5.              Termination.  (a) During the Employment Period, the employment of the Executive may be terminated at any time (i) by the Company with or without Cause (as defined in Section 5(b)(i) below); (ii) by the Executive with or without Good Reason (as defined in Section 5(b)(ii) below); or (iii) by the Company without Cause or by the Executive with Good Reason, in either case, within 12 months of a Change in Control (a “Double Trigger Termination”).  At any time after a Disability (as defined in Section 5(b)(iii) below) occurs, provided that the Board, upon advice of a medical doctor selected in accordance with Section 5(b)(iii) hereof, determines that the Executive remains incapable of performing his essential duties and responsibilities hereunder, subject to applicable legal requirements, the Company may terminate the Executive’s employment effective forthwith after giving notice to the Executive of such termination.
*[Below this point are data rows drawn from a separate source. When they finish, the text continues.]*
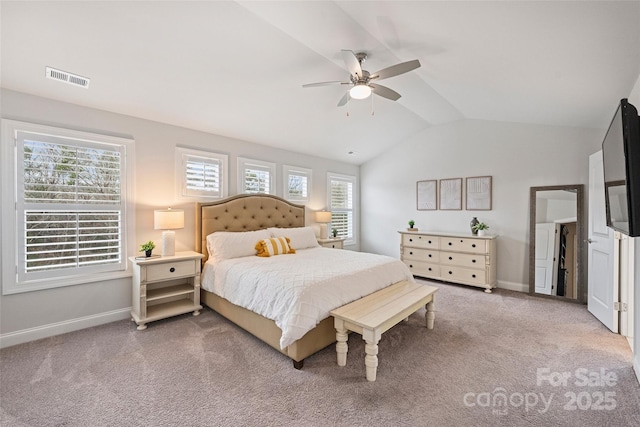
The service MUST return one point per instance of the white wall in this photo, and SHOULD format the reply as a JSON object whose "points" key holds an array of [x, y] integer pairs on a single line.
{"points": [[517, 156], [37, 314], [634, 98]]}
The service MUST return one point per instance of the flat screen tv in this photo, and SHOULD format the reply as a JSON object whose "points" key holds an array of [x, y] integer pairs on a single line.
{"points": [[621, 154]]}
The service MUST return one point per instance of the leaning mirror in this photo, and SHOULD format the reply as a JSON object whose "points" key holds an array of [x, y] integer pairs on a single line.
{"points": [[555, 251]]}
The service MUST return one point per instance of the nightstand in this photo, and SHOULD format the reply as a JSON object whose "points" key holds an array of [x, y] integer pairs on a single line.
{"points": [[335, 243], [165, 286]]}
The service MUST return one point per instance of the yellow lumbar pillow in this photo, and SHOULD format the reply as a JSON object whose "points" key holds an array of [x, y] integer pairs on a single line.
{"points": [[274, 246]]}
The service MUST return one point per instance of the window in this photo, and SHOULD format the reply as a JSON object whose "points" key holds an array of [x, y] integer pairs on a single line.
{"points": [[297, 183], [201, 174], [71, 216], [256, 176], [341, 203]]}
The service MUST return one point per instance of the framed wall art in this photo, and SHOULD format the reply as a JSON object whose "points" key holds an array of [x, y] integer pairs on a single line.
{"points": [[427, 195], [478, 193], [451, 194]]}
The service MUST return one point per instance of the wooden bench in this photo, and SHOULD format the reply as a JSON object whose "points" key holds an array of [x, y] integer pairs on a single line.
{"points": [[378, 312]]}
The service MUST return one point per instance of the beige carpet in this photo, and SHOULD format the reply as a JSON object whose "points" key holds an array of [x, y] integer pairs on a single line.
{"points": [[501, 359]]}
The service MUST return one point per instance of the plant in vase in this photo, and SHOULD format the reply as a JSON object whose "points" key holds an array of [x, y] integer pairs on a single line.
{"points": [[480, 228], [147, 248]]}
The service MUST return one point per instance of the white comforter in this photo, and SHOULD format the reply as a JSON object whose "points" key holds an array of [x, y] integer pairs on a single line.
{"points": [[297, 291]]}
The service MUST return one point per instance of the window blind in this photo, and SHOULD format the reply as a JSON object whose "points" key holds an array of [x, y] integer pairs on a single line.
{"points": [[70, 205], [341, 195], [202, 176], [257, 179]]}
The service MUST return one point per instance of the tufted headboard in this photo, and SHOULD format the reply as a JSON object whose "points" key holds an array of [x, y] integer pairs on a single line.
{"points": [[244, 212]]}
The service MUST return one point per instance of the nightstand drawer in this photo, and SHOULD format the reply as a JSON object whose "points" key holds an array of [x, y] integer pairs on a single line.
{"points": [[421, 254], [425, 269], [171, 270], [477, 246], [421, 241], [463, 260]]}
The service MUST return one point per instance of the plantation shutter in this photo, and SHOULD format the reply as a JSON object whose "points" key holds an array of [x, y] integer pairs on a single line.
{"points": [[341, 195], [202, 176], [298, 185], [257, 179], [70, 206]]}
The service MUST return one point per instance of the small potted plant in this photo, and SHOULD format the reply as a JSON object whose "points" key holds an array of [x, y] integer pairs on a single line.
{"points": [[481, 228], [147, 248]]}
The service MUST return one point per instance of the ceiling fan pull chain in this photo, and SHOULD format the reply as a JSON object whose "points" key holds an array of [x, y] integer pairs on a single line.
{"points": [[348, 99], [372, 110]]}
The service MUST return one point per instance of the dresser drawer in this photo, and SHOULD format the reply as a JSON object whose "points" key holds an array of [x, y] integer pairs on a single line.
{"points": [[170, 270], [465, 275], [478, 246], [421, 254], [421, 241], [424, 269], [463, 260]]}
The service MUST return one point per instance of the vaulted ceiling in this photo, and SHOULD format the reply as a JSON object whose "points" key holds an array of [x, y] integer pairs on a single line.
{"points": [[237, 68]]}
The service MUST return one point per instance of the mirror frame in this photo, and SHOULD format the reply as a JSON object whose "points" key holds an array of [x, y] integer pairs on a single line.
{"points": [[581, 286]]}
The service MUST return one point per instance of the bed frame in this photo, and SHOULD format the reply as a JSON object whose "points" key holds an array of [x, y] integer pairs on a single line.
{"points": [[248, 212]]}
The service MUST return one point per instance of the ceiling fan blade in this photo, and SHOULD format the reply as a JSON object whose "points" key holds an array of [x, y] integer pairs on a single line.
{"points": [[385, 92], [344, 99], [395, 70], [351, 62], [324, 84]]}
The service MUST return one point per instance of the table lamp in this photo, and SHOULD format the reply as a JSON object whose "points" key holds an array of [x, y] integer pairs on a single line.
{"points": [[168, 220], [323, 218]]}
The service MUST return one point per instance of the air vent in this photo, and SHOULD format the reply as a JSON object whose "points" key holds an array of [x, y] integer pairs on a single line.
{"points": [[63, 76]]}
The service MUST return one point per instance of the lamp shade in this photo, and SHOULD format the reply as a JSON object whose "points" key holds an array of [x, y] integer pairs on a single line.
{"points": [[168, 219], [323, 216]]}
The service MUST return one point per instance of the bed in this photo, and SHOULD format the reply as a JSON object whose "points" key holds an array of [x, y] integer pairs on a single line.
{"points": [[252, 213]]}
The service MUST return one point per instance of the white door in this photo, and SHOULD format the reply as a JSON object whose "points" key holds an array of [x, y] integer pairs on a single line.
{"points": [[545, 257], [603, 289]]}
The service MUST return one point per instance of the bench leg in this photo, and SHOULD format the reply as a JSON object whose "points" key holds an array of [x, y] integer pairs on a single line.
{"points": [[341, 346], [371, 359], [430, 316]]}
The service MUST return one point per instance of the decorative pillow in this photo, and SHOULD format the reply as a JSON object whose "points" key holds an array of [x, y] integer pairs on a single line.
{"points": [[274, 246], [227, 244], [301, 237]]}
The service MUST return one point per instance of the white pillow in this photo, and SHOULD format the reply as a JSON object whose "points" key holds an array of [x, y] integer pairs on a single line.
{"points": [[301, 237], [228, 244]]}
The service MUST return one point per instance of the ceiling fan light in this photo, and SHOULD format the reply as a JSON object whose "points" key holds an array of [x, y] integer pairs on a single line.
{"points": [[360, 91]]}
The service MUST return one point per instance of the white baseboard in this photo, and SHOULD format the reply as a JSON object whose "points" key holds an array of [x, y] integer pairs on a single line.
{"points": [[513, 286], [50, 330]]}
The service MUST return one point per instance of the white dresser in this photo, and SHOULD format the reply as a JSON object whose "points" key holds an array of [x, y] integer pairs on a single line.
{"points": [[451, 257]]}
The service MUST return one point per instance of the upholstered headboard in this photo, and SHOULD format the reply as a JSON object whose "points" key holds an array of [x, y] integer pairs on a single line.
{"points": [[244, 212]]}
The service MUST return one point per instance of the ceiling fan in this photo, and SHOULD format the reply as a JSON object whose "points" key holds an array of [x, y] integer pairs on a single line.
{"points": [[360, 80]]}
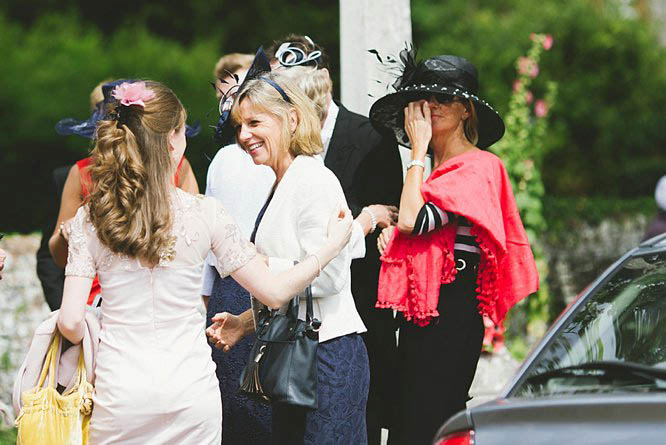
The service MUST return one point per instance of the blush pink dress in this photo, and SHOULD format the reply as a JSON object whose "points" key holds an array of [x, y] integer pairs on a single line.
{"points": [[155, 381]]}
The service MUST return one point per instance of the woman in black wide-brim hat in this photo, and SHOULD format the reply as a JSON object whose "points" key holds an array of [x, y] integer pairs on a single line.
{"points": [[459, 251]]}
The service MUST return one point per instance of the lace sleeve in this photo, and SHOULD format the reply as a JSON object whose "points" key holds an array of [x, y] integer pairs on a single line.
{"points": [[79, 260], [229, 245]]}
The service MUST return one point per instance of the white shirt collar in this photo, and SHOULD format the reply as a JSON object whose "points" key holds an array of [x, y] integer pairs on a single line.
{"points": [[329, 125]]}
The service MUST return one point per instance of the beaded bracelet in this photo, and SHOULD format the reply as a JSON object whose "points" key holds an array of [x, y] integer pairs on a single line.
{"points": [[373, 220], [318, 263]]}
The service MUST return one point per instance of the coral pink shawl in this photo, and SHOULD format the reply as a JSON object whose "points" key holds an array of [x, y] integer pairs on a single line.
{"points": [[475, 185]]}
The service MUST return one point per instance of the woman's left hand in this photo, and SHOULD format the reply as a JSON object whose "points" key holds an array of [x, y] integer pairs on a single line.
{"points": [[418, 127], [384, 238], [226, 331]]}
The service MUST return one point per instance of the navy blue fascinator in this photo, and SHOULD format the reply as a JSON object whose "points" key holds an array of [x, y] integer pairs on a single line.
{"points": [[86, 128]]}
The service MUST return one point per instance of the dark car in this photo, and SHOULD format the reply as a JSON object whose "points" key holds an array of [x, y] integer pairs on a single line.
{"points": [[599, 374]]}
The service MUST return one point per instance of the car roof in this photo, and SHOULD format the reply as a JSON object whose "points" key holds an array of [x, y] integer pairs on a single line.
{"points": [[655, 242]]}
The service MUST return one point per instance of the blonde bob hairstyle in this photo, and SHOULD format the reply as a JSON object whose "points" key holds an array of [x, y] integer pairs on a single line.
{"points": [[132, 176], [472, 124], [316, 84], [265, 98]]}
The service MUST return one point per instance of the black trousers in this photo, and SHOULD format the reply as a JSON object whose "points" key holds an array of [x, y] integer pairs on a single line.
{"points": [[437, 362]]}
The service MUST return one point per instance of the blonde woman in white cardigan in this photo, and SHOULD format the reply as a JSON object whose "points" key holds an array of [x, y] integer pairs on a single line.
{"points": [[277, 125]]}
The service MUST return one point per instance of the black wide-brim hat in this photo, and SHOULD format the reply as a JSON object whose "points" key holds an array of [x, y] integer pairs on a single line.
{"points": [[86, 128], [451, 75]]}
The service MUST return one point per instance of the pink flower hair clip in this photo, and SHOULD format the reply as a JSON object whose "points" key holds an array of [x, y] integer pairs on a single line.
{"points": [[135, 93]]}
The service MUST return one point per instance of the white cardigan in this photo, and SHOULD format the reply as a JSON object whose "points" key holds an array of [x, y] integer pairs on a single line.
{"points": [[295, 225]]}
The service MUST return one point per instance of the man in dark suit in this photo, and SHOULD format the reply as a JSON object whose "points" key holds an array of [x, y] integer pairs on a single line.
{"points": [[50, 275], [369, 169]]}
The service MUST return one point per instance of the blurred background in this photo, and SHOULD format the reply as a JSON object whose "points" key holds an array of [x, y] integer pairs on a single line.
{"points": [[590, 110]]}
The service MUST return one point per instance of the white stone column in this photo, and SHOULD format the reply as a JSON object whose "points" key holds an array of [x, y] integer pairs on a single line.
{"points": [[384, 25]]}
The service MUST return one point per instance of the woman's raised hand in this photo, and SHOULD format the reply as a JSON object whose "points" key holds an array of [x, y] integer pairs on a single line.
{"points": [[339, 227], [418, 127]]}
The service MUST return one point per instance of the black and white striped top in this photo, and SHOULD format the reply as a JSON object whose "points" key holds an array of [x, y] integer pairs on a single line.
{"points": [[431, 218]]}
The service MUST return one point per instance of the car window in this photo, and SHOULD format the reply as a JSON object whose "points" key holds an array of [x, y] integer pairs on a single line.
{"points": [[622, 321]]}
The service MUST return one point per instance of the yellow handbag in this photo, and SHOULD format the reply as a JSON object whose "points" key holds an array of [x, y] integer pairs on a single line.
{"points": [[49, 418]]}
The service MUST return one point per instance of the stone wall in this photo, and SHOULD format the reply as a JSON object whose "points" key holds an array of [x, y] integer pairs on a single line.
{"points": [[22, 308]]}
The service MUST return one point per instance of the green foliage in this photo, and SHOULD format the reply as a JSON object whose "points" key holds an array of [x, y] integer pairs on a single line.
{"points": [[606, 132], [54, 54], [565, 213], [522, 150]]}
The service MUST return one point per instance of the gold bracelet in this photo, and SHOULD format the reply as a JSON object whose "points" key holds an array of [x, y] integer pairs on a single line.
{"points": [[318, 263]]}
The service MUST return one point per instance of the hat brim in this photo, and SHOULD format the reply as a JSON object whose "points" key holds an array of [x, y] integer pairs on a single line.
{"points": [[387, 114]]}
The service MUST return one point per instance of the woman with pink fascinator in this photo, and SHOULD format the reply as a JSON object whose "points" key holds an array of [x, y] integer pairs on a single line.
{"points": [[147, 241]]}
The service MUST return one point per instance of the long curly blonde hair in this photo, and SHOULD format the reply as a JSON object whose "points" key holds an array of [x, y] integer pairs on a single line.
{"points": [[132, 175]]}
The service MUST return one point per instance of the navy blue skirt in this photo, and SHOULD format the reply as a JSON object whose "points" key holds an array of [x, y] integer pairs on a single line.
{"points": [[342, 387], [244, 421]]}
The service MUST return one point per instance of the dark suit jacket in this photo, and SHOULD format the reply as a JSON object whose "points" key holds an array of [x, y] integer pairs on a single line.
{"points": [[370, 171], [51, 276], [369, 168]]}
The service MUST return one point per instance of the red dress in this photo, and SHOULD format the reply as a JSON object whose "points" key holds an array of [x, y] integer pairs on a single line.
{"points": [[84, 178]]}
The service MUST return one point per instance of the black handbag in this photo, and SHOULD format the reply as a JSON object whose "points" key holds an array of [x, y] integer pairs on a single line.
{"points": [[282, 366]]}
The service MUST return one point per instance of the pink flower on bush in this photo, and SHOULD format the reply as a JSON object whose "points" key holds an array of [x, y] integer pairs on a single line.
{"points": [[529, 97], [135, 93], [528, 66], [540, 108]]}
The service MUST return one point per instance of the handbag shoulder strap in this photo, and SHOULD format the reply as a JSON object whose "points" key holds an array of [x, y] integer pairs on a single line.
{"points": [[260, 216], [309, 311], [50, 361]]}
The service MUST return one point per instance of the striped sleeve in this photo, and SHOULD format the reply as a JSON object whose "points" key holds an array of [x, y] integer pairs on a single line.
{"points": [[430, 218]]}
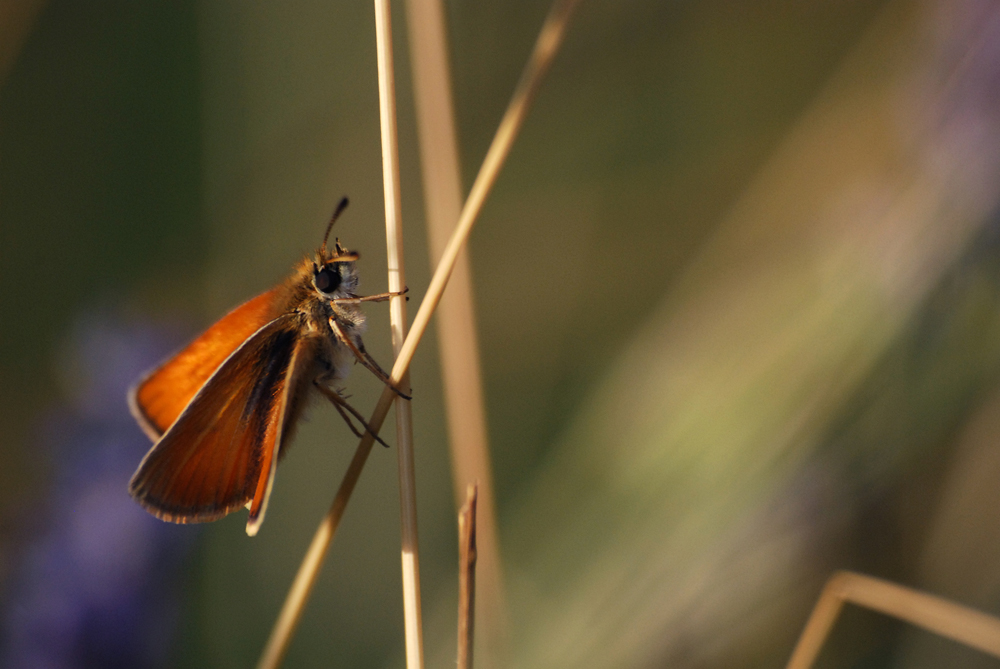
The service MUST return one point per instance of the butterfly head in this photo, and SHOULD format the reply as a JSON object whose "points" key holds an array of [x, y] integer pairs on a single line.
{"points": [[336, 275], [334, 271]]}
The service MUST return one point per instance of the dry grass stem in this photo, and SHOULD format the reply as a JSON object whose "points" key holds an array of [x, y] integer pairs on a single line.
{"points": [[467, 578], [544, 52], [397, 312], [954, 621], [456, 317]]}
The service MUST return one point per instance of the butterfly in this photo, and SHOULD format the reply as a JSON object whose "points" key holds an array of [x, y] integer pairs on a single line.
{"points": [[222, 411]]}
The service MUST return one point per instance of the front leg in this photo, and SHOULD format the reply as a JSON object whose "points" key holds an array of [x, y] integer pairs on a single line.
{"points": [[364, 358], [381, 297], [343, 408]]}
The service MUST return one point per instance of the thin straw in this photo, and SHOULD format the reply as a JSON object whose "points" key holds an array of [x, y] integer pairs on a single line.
{"points": [[397, 312], [541, 58], [456, 317], [968, 626]]}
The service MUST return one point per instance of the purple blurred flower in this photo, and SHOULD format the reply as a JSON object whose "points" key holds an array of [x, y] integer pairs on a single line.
{"points": [[97, 581]]}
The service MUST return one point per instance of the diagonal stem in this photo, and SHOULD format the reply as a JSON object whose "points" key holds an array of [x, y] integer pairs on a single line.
{"points": [[542, 56]]}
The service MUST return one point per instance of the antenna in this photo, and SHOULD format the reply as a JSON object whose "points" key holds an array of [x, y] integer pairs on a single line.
{"points": [[333, 219]]}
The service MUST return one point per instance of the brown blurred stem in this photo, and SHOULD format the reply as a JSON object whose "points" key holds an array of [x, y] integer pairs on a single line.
{"points": [[467, 577]]}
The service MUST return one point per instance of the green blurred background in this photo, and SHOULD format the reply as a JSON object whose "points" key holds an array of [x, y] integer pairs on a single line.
{"points": [[737, 290]]}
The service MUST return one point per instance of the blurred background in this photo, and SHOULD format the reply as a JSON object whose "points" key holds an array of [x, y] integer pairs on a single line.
{"points": [[738, 291]]}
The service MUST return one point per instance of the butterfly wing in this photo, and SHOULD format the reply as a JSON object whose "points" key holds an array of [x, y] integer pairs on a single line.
{"points": [[159, 398], [221, 451]]}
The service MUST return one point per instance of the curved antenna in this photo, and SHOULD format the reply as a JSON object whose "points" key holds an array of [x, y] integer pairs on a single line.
{"points": [[333, 219]]}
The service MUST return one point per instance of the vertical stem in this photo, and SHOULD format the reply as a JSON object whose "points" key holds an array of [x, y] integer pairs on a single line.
{"points": [[467, 554], [456, 317], [397, 314], [545, 51]]}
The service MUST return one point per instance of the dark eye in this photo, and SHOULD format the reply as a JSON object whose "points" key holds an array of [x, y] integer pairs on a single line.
{"points": [[327, 280]]}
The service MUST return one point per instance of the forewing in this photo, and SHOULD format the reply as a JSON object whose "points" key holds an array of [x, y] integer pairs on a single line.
{"points": [[208, 463], [158, 399], [295, 387]]}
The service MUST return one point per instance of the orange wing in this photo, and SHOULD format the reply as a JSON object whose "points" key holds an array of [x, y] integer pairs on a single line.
{"points": [[159, 398], [220, 453]]}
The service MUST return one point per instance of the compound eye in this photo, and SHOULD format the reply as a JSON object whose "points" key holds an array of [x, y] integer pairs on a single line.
{"points": [[327, 280]]}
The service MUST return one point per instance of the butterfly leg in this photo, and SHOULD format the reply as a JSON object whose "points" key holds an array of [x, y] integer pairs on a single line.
{"points": [[381, 297], [342, 406], [365, 358]]}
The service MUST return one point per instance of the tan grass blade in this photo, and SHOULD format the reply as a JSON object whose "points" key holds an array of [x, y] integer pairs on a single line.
{"points": [[456, 317], [410, 557], [542, 56], [954, 621]]}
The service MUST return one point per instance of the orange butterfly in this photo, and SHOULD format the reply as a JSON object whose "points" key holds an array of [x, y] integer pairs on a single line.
{"points": [[222, 411]]}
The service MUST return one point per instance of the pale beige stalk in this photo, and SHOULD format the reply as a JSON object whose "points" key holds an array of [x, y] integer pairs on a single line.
{"points": [[541, 58], [397, 312], [954, 621], [456, 317]]}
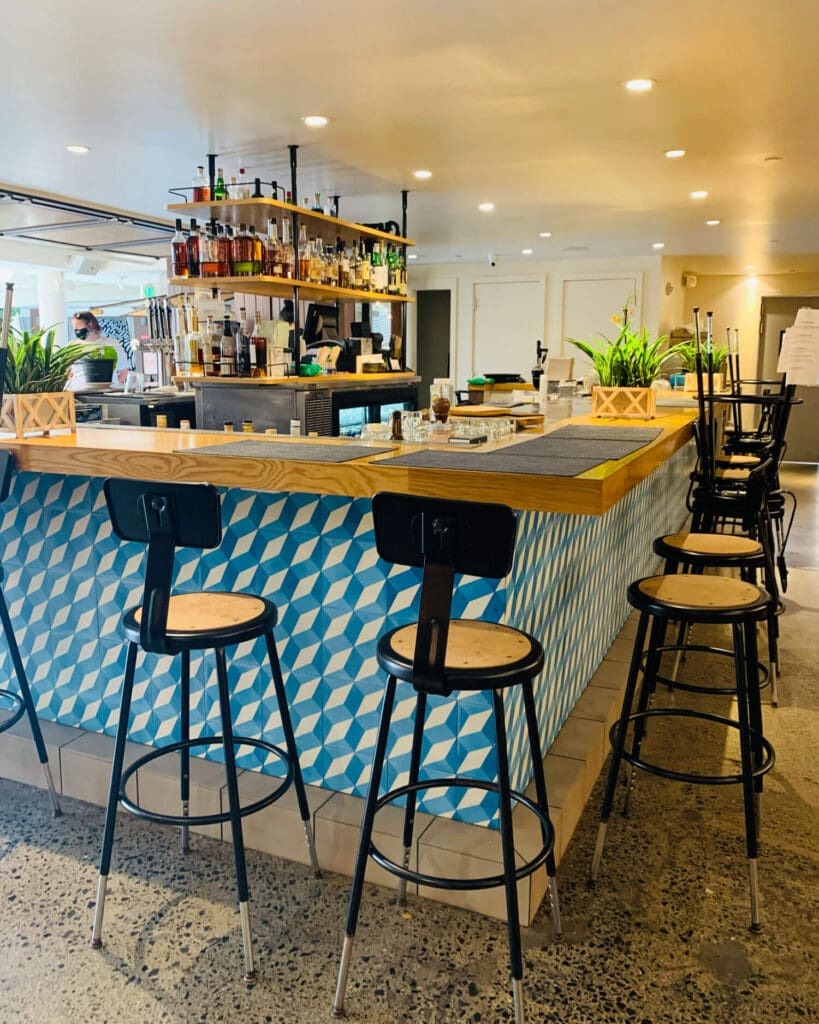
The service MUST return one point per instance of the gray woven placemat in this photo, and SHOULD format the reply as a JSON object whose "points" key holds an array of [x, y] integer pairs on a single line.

Further, if the Board, upon advice of a medical doctor selected in accordance with Section 5(b)(iii) hereof, shall reasonably determine that the Executive has become physically or mentally incapable of performing his essential duties and responsibilities as provided in this Agreement and such incapacity is likely to last for a period of at least one hundred eighty (180) days from the onset of such incapacity, the Company may, at its discretion at any time thereafter while the Executive remains incapable of performing his material duties hereunder, and subject to applicable legal requirements, remove the Executive from his then position with the Company; provided, further, that if he returns to full time employment, with the permission of the Board, prior to the time he is determined to have incurred a Disability, he shall be restored to his position or positions with the Company.

 

(b)  For purposes of this Agreement,

 

(i) “Cause” shall mean: (A) the Executive’s conviction of, plea of nolo contendere to, or written admission of the commission of, a felony (B) any material breach by the Executive of Section 7 of this Agreement; (C) any act by the Executive involving moral turpitude, fraud or misrepresentation with respect to his duties for the Company or its affiliates, which materially and adversely affects the Company; or (D) gross negligence or willful misconduct on the part of the Executive in the performance of his duties as an employee, officer or member of the Company or its affiliates (that in only the case of gross negligence results in a material economic harm to the Company); provided, however, that the Company may not terminate the Executive’s employment under clauses (B), (C) or (D) unless the Company first gives the Executive notice of its intention to terminate and of the grounds for such termination within 90 days of such event, and in the case of a breach set forth in clause (B) above, the Executive either (X) has not, within 30 days following receipt of such notice, cured such Cause, or (Y) in the event such Cause cannot be cured within such 30-day period, has not taken all reasonable steps to cure such Cause.  No termination for Cause shall be effective unless the Board makes a Cause determination after notice to the Executive and the Executive has been provided with the opportunity (with counsel of his choice) to contest the determination at a meeting of the Board.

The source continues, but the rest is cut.